I’ve frantically been writing a grant proposal for a small internal grant competition, due later this week. Basically, I am proposing to update some work I was involved with ~10 years ago. This work was presented at a few meetings, but never published.*
When we were doing the work 10 years ago, it was really innovative. Other people working int he field area were surprised by our results and our literature review didn’t reveal a lot of similar work in other places.
But now there is a reasonably well-established worldwide literature. And, more disturbingly, bits and pieces of our work (in our field area) have been redone — and published.
Maybe the investigators got their ideas from our conference talks, or maybe not. I have no evidence, other than that they were some of the people interested in our results. I don’t think they did anything wrong by collecting their own data and duplicating our results. But in the annals of science, they’ll get all the credit. And our work, because it was never published, might as well not have existed. If you don’t publish, you are invisible. But it’s not all bad, no one had the chance to peer review our data and methodology, and our work wasn’t findable in any database.
Given all this backstory, why am I writing the proposal this week?

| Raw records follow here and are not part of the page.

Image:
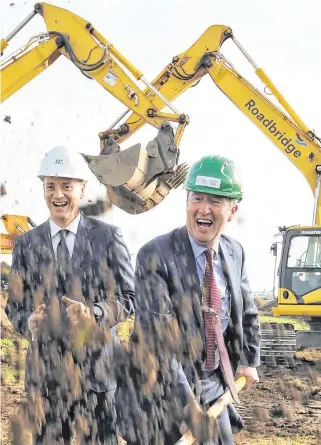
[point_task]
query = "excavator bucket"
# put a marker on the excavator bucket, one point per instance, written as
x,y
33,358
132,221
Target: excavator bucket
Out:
x,y
139,178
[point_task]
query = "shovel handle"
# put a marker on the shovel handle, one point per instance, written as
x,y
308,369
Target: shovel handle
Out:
x,y
215,410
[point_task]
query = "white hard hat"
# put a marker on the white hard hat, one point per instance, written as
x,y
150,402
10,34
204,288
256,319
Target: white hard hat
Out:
x,y
63,163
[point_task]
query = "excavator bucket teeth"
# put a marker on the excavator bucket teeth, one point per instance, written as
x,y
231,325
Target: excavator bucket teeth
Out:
x,y
149,197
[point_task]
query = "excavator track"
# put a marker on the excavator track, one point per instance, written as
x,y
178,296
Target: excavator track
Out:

Fortunately, in -ology history matters. I still have our 10-year old dataset and some older ones yet. Datasets that span decades are incredibly hard to get, because the typical funding cycle limits projects to 1-3 years of data collection. So the long dataset gives me an important edge. The work is no longer ground-breaking, but it is definitely still original research, and I know it will net me publishable results. The budget constraints of this RFP are so tight that almost anything else I propose would be much riskier in terms of the changes of generating a publication. So, given my untenured status, I think it is pretty important to stop being invisible.
* We had a reasonable excuse. I was a young undergraduate and the PI was very close to retirement and no longer cared about publications.